Contributed by: Dennis Fortier, President, Medical Care Corporation
The announcement of new guidelines for diagnosing Alzheimer's disease is being widely covered in the press today. The move is a solid step in the right direction, but is spawning some confusion about why the change is necessary, and how it might help.
Biggest Change: AD starts prior to Dementia
The most important change is that we will now recognize Alzheimer's disease in its early stages, prior to the patient suffering massive brain damage and becoming demented. This is a more difficult diagnosis to make and, as such, requires a thoughtful approach.
I wrote more extensively about the benefits, and the ensuing confusion about new diagnostic guidelines for Alzheimer's disease, when the draft versions of these documents were first discussed in the summer of 2010. I encourage you to click back and read those thoughts, but the short summary is below.
Perspective on Former Guidelines
According to the former guidelines, put in place nearly 30 years ago, Alzheimer's disease was defined in part by the presence of dementia. As readers of this blog know, dementia requires impairment so severe that a person cannot independently care for themselves. In this regard, the term "mild Alzheimer's" means "barely demented due to Alzheimer's pathology"' This is a misnomer because, even in its "mild" stages, dementia is a severe condition.
To put that in perspective, imagine if we could note the high blood sugar and blurry vision caused by diabetes, but we couldn't diagnose and treat it until the patient's kidneys failed. Any guideline, suggesting that symptoms must be severe before diagnosis, is in direct conflict with early intervention.
The former guidelines were problematic as illustrated by this example: Suppose a 75 year old person, with a family history of Alzheimer's, noticed subtle signs of memory loss and visited a physician. The physician then confirmed the declining memory and sought the cause of the problem. After ruling out depression, sleep disorders, medications, thyroid malfunction, poorly controlled diabetes, vitamin deficiency, and stroke as possible causes, he noted on an MRI scan of the brain that the patient's hippocampus was shrinking. This would be a strong indication of Alzheimer's disease.
However, since the patient in this example had only subtle memory loss, not severe cognitive impairment meeting the criteria for dementia, the physician could not diagnose Alzheimer's and initiate treatment. According to the old guidelines, the physician would let the Alzheimer's pathology progress for months or years, until the patient suffered enough irreversible brain damage to become demented, and then they could diagnose Alzheimer's and initiate treatment. That clearly makes no sense.
New Guidelines
Under the new guidelines, if a patient has memory loss or other cognitive deficits, and common causes of such deficits are ruled out, and pathology is consistent with Alzheimer's, then we should recognize the condition as early stage Alzheimer's disease and begin treating it. This holds even if the patient's cognitive problem is subtle and does not meet the criteria for dementia.
Since earlier intervention bodes well for better treatment outcomes, this is a solid step in the right direction.

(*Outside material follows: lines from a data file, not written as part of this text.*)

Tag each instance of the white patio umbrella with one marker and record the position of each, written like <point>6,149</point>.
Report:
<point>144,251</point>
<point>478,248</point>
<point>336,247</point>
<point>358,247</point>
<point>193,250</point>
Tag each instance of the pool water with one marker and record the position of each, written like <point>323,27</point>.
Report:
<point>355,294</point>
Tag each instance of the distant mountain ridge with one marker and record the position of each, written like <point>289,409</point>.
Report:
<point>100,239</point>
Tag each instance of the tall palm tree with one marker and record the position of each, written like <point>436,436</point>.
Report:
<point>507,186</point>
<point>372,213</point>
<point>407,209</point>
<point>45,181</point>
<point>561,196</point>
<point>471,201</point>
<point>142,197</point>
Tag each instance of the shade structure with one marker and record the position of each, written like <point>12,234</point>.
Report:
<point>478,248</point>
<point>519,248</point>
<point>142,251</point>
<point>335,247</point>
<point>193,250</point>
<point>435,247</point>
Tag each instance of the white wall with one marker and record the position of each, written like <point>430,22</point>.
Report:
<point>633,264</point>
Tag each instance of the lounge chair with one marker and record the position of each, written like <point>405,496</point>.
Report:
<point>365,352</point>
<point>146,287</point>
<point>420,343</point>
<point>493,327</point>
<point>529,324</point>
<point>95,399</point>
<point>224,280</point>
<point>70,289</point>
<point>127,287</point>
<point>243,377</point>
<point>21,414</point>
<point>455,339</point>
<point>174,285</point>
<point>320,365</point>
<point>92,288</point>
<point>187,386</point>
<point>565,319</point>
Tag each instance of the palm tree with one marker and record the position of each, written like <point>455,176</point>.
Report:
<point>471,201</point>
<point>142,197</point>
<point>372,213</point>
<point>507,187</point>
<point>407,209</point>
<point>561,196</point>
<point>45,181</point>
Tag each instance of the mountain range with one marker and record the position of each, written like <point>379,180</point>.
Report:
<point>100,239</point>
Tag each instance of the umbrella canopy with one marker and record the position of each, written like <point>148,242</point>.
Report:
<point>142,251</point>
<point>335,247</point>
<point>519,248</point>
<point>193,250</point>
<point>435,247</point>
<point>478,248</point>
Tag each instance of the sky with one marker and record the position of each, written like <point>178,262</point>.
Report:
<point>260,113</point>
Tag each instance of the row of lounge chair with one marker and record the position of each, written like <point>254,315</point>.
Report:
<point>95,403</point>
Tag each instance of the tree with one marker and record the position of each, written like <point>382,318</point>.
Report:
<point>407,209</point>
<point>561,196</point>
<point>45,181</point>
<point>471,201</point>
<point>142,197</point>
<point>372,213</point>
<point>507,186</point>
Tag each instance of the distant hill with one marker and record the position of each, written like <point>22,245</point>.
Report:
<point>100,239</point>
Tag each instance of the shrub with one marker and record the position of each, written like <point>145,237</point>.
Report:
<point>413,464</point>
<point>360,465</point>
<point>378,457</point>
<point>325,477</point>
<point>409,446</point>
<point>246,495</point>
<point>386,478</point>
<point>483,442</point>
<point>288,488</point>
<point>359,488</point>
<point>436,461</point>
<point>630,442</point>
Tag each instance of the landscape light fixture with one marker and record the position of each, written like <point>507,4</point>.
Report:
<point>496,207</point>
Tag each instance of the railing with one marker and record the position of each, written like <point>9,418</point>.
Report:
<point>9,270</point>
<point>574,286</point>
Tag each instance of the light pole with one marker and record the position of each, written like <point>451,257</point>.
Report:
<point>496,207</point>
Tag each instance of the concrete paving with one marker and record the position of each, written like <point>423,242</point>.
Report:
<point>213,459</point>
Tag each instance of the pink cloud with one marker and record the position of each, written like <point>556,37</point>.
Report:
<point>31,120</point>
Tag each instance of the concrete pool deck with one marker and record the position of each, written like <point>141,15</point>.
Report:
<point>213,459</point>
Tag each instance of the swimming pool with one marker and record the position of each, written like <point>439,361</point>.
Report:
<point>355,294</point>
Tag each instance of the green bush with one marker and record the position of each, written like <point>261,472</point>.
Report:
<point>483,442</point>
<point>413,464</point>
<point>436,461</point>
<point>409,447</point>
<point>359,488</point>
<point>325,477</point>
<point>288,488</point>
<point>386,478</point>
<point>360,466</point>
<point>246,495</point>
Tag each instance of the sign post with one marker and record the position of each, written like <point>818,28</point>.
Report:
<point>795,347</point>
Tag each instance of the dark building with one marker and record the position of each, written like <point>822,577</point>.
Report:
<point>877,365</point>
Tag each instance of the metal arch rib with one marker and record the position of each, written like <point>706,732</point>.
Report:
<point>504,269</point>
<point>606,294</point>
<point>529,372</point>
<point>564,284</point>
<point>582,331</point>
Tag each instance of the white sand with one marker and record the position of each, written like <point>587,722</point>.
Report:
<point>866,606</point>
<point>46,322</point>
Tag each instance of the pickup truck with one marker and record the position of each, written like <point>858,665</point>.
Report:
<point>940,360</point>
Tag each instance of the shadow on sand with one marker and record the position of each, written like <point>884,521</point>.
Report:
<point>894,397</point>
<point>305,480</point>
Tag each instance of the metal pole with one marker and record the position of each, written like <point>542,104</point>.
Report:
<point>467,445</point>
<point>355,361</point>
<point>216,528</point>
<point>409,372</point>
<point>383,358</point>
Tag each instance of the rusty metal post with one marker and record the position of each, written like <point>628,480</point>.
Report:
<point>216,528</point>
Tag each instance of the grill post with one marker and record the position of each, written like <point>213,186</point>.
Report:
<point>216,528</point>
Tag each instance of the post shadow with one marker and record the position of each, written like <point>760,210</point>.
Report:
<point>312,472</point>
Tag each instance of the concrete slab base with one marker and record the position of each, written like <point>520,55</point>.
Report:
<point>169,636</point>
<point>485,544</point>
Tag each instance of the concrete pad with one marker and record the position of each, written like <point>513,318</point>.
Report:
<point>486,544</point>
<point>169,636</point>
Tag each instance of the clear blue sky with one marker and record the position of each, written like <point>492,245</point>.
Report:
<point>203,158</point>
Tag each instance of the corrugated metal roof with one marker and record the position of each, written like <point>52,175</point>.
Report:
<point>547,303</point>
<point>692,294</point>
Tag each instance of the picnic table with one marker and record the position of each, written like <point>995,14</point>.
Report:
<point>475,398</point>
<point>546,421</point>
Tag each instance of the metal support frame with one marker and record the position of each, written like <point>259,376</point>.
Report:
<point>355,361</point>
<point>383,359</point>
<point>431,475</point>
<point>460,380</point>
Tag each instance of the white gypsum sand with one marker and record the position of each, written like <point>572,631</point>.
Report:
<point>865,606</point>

What Not to Say When Someone Is Grieving
3 hours ago
The new guidelines present a three stage categorization. It's great to see progress in this area. A lot of what is ultimately achieved in science is consequential to how we categorize and organize our thoughts and approaches to scientific (and medical) discovery. Whilst AD immediately conjures up a sense of inevitability and hopelessness in most people, there were two thoughts that occurred to me that readers might take hope from:
ReplyDelete1. During the mid-stage (MCI), fighting against the plaque has not proved successful to date. Companies such as Amarin, who it was hoped might develop beyond Phase III clinical trials, came close but ultimately through in the towel and moved on to other medical problems (though that's not to say that many other researchers are still aggressively pursuing a cure). There is an alternative strategy which may help for a while. Use of scientifically proven nutraceuticals, such as neurapex (www.neurapex.com), may help the existing cognitive processing environment (PFC) to perform better than it would normally do so. Though this wouldn't prevent the consequences of the plaque build-up, it may offer some 'counter measures' in the fight against AD;
2. Re. the third stage, some very good work has been done on appreciating the 'lifeworld' (an expression taken from phenomenology) experience and social psychologists are now presenting research that shows that the AD sufferer may experience their cognitions in as appreciative a manner as they did pre-AD. Even though their daily living is obviously impacted, the internal experience may not be (hopefully) as harrowing as non-AD observers perceive it to be.